At the time, I lived with the now-ex boyfriend, sharing his bedroom at his parents’ house. I held her and played with her every single day at multiple times. She loved to run on the bed and climb the blanket mountains I’d make her. Eventually, she became part of how I coped with stress and bad times. I’d simply pick her up and carry her around, which always made me feel better.

Another thing that hit me when I lost her was how much I’ve gone through since I was nineteen and that she was with me for all of it. I’m not saying I didn’t have family and friends to lean on, but I often don’t vocalize my feelings, and she was right there in every bedroom I lived in from then on. She was the one I held, snuggled with, and cried with. She saw me at some high points and some of the lowest in my life. She never talked back or told me how stupid I was being but she did sometimes give me the stank eye.

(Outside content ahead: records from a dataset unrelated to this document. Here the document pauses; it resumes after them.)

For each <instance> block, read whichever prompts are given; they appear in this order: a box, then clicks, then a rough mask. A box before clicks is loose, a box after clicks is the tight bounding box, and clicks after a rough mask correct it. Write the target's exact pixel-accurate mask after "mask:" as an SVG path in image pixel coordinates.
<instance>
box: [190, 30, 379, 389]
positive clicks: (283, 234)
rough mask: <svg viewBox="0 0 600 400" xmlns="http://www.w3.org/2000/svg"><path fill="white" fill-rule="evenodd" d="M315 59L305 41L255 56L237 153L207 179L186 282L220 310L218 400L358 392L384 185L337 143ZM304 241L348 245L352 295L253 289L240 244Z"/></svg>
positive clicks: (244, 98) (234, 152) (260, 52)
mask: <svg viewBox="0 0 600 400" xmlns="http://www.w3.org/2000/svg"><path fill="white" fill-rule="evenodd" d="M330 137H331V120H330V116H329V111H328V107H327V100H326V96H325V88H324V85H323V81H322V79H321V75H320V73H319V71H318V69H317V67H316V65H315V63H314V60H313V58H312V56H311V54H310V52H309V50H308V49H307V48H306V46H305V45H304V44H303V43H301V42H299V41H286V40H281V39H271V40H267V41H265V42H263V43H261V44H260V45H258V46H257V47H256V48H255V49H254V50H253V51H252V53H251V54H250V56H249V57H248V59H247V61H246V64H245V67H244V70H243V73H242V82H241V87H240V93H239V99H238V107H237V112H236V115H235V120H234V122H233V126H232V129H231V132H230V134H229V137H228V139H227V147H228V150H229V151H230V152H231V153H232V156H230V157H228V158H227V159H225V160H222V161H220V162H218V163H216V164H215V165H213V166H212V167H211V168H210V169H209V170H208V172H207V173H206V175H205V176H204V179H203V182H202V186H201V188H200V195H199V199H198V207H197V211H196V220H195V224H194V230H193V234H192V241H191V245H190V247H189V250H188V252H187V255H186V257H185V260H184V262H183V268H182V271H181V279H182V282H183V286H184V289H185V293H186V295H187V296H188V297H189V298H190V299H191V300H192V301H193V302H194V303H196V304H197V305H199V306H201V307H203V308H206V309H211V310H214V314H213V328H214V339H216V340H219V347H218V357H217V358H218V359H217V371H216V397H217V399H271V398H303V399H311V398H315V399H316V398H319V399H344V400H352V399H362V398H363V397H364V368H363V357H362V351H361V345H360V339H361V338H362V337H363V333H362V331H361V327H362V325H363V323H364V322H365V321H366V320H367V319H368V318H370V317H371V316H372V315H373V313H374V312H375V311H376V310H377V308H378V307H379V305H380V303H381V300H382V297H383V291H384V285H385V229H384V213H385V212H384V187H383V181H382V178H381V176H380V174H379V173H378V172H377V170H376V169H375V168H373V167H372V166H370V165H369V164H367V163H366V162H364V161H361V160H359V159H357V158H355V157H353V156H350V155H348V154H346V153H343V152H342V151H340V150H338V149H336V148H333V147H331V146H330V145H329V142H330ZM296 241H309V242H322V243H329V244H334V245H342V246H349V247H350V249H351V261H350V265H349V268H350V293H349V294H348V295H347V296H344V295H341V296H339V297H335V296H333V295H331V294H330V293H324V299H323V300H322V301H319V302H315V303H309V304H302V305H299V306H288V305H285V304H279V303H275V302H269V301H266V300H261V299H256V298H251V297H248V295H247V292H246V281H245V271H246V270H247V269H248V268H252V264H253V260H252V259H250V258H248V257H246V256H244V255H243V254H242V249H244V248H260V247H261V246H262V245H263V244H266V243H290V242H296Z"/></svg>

She saw me through three college degrees, often running around on the bed while I did homework. She’d then tire herself out and sleep in the bend of my elbow when she was small or against my neck as she grew. She saw me through five moves and always viewed new surroundings not with fear but curiosity. She saw me through the departure of my now-ex, planning a doomed marriage, and the long and torturous process of abandonment and divorce. She saw me pick myself up and move on my own. She saw me to the happier time in which I now reside. And now she’s gone.

 In a lot of ways she served as the last bridge between now and my nineteen year old self. She reminded me of how much I had survived through, in a good way. So full of personality, I always loved how she never wanted me to put her down. How she tolerated other people in my life (despite always giving them the stank eye) but always loved me most, unconditionally. I will always remember her strong character and the wonderful memories. But the best people, and bearded dragons, leave the biggest voids when they leave us. Goodbye, Gimpy.